Published On: Thu, Jul 21st, 2016
News | By

Crisis Stabilization Unit discussed in Health Board

The image above shows the space allotments for the various components of the proposed Crisis Stabilization Unit at the old Cherokee Indian Hospital. (Image courtesy of Cherokee Indian Hospital)

The image above shows the space allotments for the various components of the proposed Crisis Stabilization Unit at the old Cherokee Indian Hospital. (Image courtesy of Cherokee Indian Hospital)





A week after ground was broken on the future Snowbird Residential Treatment Center, the construction of a Crisis Stabilization Unit to further help those struggling with substance abuse was discussed in Health Board on Wednesday, July 20.  The proposed Unit would be located at the old Cherokee Indian Hospital site and is part of the hospital’s Phase II Renovation.

“It moves all of Analenisgi and the center-based services into the old hospital,” Casey Cooper, Cherokee Indian Hospital CEO, told Health Board.  “This would allow us to be self-sufficient and kind of unplug ourselves from the dependency that we have on the state crisis network system.”

The facility would include 15 beds, 12 of which would be dedicated mostly to substance abuse patients with the remaining three for high acuity patients.

“It would decrease our dependency on Broughton and other state facilities,” commented Cooper.  “It would decrease our dependency on mobile crisis.  In essence, all of these patients who are being unfortunately housed in the emergency room for anywhere from seven to 14 days, we could get these folks right into one of our own beds.”

Tribal Council Chairman Bill Taylor stated that it’s important for patients to have a place to go prior to entering a rehabilitation facility.  “If they don’t have that, then more than likely they’re going to relapse.  And, I think we’re failing them right there.”

He inquired how many beds are currently being used for this at the new hospital.

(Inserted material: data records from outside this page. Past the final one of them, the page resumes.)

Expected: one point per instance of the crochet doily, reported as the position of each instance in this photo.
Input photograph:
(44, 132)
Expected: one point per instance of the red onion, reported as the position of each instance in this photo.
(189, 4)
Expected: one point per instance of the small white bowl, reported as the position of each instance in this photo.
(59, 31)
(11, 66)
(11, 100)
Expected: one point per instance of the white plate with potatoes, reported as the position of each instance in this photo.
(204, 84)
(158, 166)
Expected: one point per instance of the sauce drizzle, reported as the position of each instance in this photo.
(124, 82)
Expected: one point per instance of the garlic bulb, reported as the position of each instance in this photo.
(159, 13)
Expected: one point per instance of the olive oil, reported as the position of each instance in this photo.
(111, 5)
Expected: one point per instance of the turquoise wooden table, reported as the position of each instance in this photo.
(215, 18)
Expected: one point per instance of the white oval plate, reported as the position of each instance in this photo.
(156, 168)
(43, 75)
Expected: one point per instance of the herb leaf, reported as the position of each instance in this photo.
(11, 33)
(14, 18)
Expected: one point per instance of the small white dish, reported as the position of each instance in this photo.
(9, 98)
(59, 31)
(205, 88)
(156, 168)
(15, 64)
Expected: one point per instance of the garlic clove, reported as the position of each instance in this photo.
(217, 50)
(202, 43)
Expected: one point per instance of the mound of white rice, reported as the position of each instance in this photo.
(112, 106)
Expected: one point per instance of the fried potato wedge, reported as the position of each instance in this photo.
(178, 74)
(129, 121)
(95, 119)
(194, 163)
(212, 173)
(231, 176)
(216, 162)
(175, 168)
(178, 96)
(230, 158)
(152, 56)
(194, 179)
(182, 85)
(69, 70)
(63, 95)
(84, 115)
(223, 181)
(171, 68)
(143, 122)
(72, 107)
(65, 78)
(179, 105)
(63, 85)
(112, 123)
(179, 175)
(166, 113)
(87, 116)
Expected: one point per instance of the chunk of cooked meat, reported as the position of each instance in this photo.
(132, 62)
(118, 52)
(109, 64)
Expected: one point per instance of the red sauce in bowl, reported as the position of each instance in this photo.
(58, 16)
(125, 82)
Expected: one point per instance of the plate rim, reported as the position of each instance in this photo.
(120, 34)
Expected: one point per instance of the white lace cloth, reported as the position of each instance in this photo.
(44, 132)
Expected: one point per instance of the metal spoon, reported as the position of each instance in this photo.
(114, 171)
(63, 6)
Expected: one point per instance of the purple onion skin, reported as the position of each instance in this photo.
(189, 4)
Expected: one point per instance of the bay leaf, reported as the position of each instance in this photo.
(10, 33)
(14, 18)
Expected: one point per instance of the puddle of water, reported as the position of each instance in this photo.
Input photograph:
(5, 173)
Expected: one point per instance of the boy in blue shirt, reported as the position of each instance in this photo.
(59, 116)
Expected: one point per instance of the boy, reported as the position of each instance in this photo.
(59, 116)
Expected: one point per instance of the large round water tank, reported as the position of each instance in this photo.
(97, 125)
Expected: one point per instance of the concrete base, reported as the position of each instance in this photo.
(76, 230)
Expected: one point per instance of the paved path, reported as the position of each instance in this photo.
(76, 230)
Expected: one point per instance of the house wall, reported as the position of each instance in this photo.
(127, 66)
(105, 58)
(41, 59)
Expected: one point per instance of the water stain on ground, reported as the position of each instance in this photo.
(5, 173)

Cooper replied, “It averages about 50 percent of our beds.  Yesterday, we had 15 patients in the In-Patient Unit and eight of them were substance abuse or detox-related patients.”

During Wednesday’s discussion, Forrest Parker, Cherokee Indian Hospital Authority executive director of engineering, gave a presentation on the proposed Unit where he related that there is 66,000 square feet of functional program space at the old hospital.  “Currently, 50,000 square feet of that space is unassigned.  It doesn’t have operational hospital programs in it such as maintenance, housekeeping, human resources, IT, and the like.”

Parker related the renovation plan would include the following space allotments:

  • In-Patient Crisis Stabilization Unit: 13,200 square feet
  • Out-Patient – Analenisgi Recovery Center: 16,240 square feet
  • IT and Human Resources: 3,900 square feet
  • Common/public circulation space and possible upgrades: 8,040 square feet

The remaining space will be addressed in Phase IIB renovations.

Parker said the project would take approximately 22 months from start to finish.  “That is taking it all the way from schematic design all the way to opening the doors for service.”

He said the total budget for the project is $23.8 million which includes $12.4 for construction, $1.7 million for design and consultants, as well as $4 million for contingency and escalation costs.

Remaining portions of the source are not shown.